PointNet is a classic neural network for learning directly from unordered 3D point clouds by applying shared MLPs to each point and using a symmetric aggregation (global max pooling) to obtain a permutation-invariant global feature. This project implements PointNet from scratch in PyTorch and trains it on ModelNet40 using torch_geometric.datasets.ModelNet.
pointnet-3d-classification/
├── data/ # data loading utilities
├── models/ # PointNet architecture
├── utils/ # helper functions
├── train.py # training script
├── evaluate.py # evaluation script
├── requirements.txt
└── README.md
Point Cloud Input
x: [N, 3]
|
+---------------+
| Input T-Net | predicts A_in: [3, 3]
+---------------+
|
x = A_in * x
|
+---------------+
| Shared MLP #1 | Conv1d(1x1): 3 -> 64
+---------------+
|
+---------------+
| Feature T-Net | predicts A_feat: [64, 64]
+---------------+
|
x = A_feat * x
|
+---------------+
| Shared MLP #2 | Conv1d(1x1): 64 -> 128 -> 1024
+---------------+
|
Global Max Pool over N points
|
[1024]
|
FC(1024->512) -> Dropout
|
FC(512->256) -> Dropout
|
FC(256->K)
|
logits: [K=40]
Use Python 3.10+:
python -m venv .venv
source .venv/bin/activateInstall a PyTorch build appropriate for your machine (CPU or CUDA) from the official site.

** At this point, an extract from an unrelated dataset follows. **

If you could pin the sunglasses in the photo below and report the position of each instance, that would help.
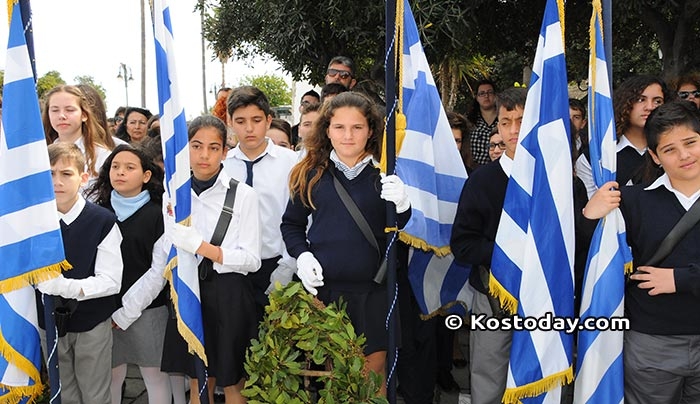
(685, 94)
(342, 73)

torch-geometric has binary dependencies. Follow the official installation guide for your PyTorch version:
https://pytorch-geometric.readthedocs.io/
pip install -r requirements.txtThe code automatically downloads ModelNet40 via torch_geometric.datasets.ModelNet.

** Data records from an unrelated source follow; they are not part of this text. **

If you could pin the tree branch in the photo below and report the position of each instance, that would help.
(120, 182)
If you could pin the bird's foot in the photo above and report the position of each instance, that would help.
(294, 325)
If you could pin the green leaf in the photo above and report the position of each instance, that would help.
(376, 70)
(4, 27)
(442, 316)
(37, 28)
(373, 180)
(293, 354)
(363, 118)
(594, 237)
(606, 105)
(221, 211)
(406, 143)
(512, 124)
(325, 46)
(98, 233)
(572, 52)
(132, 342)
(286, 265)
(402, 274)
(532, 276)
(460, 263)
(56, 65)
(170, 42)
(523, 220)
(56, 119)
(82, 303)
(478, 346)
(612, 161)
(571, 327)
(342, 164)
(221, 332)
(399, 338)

ModelNet is stored as meshes; we preprocess it into a fixed-size point cloud using:
torch_geometric.transforms.SamplePoints(num=<num_points>)
python train.py \
--data-root data/modelnet \
--num-points 1024 \
--epochs 50 \
--lr 0.001 \
--batch-size 32 \
--output-dir checkpoints/pointnet-modelnet40During training, the script logs per-epoch training/validation loss and accuracy and saves the best model checkpoint to:
checkpoints/pointnet-modelnet40/best_model.pth
It also writes a CSV log to:
checkpoints/pointnet-modelnet40/training_log.csv
python evaluate.py \
--data-root data/modelnet \
--num-points 1024 \
--checkpoint checkpoints/pointnet-modelnet40/best_model.pthThe evaluation prints per-class accuracy and overall test accuracy.

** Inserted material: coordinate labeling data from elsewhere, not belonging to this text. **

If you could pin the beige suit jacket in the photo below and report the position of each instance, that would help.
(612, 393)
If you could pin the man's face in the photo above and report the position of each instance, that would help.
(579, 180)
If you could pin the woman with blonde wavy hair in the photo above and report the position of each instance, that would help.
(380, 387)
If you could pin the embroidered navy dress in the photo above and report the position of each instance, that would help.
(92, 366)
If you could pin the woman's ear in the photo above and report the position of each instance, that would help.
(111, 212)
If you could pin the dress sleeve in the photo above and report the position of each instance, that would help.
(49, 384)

These are the actual results from a quick CPU run with normalized point clouds.
Run settings
- Num points:
512 - Epochs:
8 - Train/val split:
0.9 / 0.1(from the training set) - Checkpoint:
checkpoints/run_reasonable8/best_model.pth
Command used
python train.py --data-root data/modelnet --num-points 512 --epochs 8 --lr 0.001 --batch-size 16 --num-workers 0 --output-dir checkpoints/run_reasonable8 --val-split 0.1 --cpu
python evaluate.py --data-root data/modelnet --num-points 512 --checkpoint checkpoints/run_reasonable8/best_model.pth --batch-size 16 --num-workers 0 --cpu| Num Points | Best Val Accuracy | Overall Test Accuracy |
|---|---|---|
| 512 | 84.35% | 79.13% |
3D point clouds have no inherent order, but many standard neural layers assume ordered inputs. PointNet solves this by using:
- shared weights across points (so each point is encoded the same way), and
- a symmetric pooling function (global max pooling) to aggregate point features into a permutation-invariant representation.
This makes PointNet a foundational architecture for tasks like classification and part segmentation in 3D.